Democratic Alliance (DA) insiders fear that the African National Congress (ANC) is muscling in on the Western Cape, using the province’s COVID-19 crisis.
The Western Cape is South Africa’s coronavirus epicenter, with over 30,000 of the country’s 45,973 known cases and accounts for 77% of the fatalities. It is also the only province out of the nine not governed by the ANC, the South African Sunday Times reported.
In response to the Western Cape’s towering numbers, national government has sent top officials to the province, including President Cyril Ramaphosa and Health Minister Zweli Mkhize, who visited Friday.
More ministers will be sent to the province, according to Minister in the Presidency Jackson Mthembu, who said there was nothing political about the move.

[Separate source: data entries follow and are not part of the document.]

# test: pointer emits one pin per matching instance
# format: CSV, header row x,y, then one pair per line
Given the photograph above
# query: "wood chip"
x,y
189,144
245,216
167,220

Premier Alan Winde has also cautioned against politicizing government’s response to the pandemic in the province. However, according to the Sunday Times, insiders in the DA have likened the step made by national government to an effort to micromanage Western Cape officials.
An unnamed official quoted by the publication expressed concern at the lack of consultation with the office of the premier. The publication says the ministers set to descend on the province in the coming days include controversial figures such as Police Minister Bheki Cele and his transport counterpart, Fikile Mbalula.
Also said to be on their way to the Western Cape are Public Enterprises Minister Pravin Gordhan as well as Barbara Creecy at Environmental Affairs and Ebrahim Patel at Trade and Industry.
Winde confirmed Saturday that national government had indeed deployed cabinet ministers to the province, but also stated that he and Ramaphosa had not discussed details.
“We didn’t actually talk about that [the mandate of the ministers], so I am not too sure,” Winde said. “Obviously, I would hope that kind of consultation happens before it actually gets deployed. And who gets deployed where and for what reason.”
As of June 6, the Western Cape had recorded 30,379 coronavirus cases, which accounted for 66% of the country’s total, and 729 deaths out of South Africa’s toll of 952.